What will the next 50 years bring and what are the implications for the human race?
The International Congress of Genetics will consider these issues in Melbourne, Australia this July.
"With eight Nobel Laureates and hundreds of eminent speakers, the debate will be full and frank," says Dr Phil Batterham, Secretary General of the Congress. "But it won't be complete without representation from the majority of the human race who live in developing countries. They have the most to gain, and the most to lose from the genetics revolution."
James Watson and Francis Crick have agreed to sign an archive quality print of the universally recognized image of the two of them with their DNA model.
The photographer, Antony Barrington Brown, has also signed the print. The print is being auctioned online with the proceeds going to assist delegates from developing nations to attend the Congress.

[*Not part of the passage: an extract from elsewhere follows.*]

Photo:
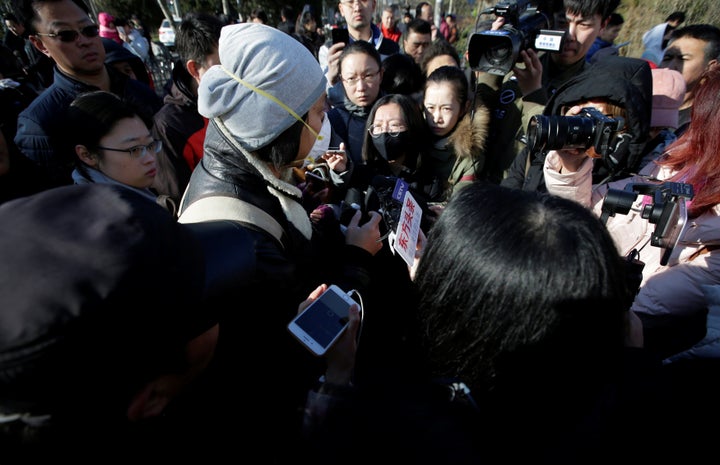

"One hundred scientists from developing nations have applied for support to attend the Congress," says Dr Batterham.
With this auction, and the support of our sponsors and the International Genetics Federation we plan to invest a minimum of $100,000 to bring a minimum of 50 of them to the Congress in Melbourne.
"The practical use of genetics in the green revolution of the 20th Century helped save millions of lives. In the 21st Century, genetics has an essential role in contributing to global food security, health care and social justice. But there are dangers as well. We will ensure that the global implications of the new genetics revolution are fully debated and discussed," says Phil Batterham.